In cases of prolonged ileus, a small bowel series using oral water-soluble contrast may be done to evaluate for any evidence of mechanical obstruction that may have been missed on CT scan.
Consider performing a gastric emptying study in cases of prolonged ileus, especially in patients with comorbidities such as long-standing diabetes mellitus, which is associated with autonomic neuropathy.
[Figure caption and citation for the preceding image starts]: CT scan with intravenous and oral contrast showing fluid-filled small intestine and caecum in ileus [Citation ends].[Figure caption and citation for the preceding image starts]: CT scan with intravenous and oral contrast showing fluid-filled small intestine in ileus [Citation ends].
[Figure caption and citation for the preceding image starts]: Small bowel series showing dilated small bowel loops in ileus; nasogastric tube is seen curled in the stomach [Citation ends].
[Figure caption and citation for the preceding image starts]: Small bowel series showing dilated contrast-filled small bowel loops in ileus; some contrast is visible in the right colon [Citation ends].
Perform the following blood tests:
Full blood count
To evaluate for evidence of infection.
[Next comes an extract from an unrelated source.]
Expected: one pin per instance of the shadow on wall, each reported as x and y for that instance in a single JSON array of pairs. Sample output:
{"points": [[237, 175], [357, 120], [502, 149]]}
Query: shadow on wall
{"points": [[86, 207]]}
A significantly elevated WBC, especially if accompanied by abdominal tenderness or peritoneal signs, is a sign that a more severe condition (e.g., sepsis, peritonitis) is present.
Electrolytes
Ileus and obstruction may be accompanied by hypokalaemia and hypo-chloraemia. Hyper-magnesaemia may be present.
Check electrolytes daily, including phosphate, in patients on parenteral nutrition to identify any electrolyte abnormalities associated with postoperative intravenous feeding and the nil by mouth state.
Urea and creatinine
Elevated urea and creatinine may be present in dehydrated patients.
Arterial blood gases
To evaluate for the presence of acid base disturbance. Metabolic alkalosis may be present in dehydrated states, and acidosis may be present in intestinal ischaemia.
Liver-function tests and lipase and amylase
To check for other, non-surgical, causes of ileus, such as pancreatitis.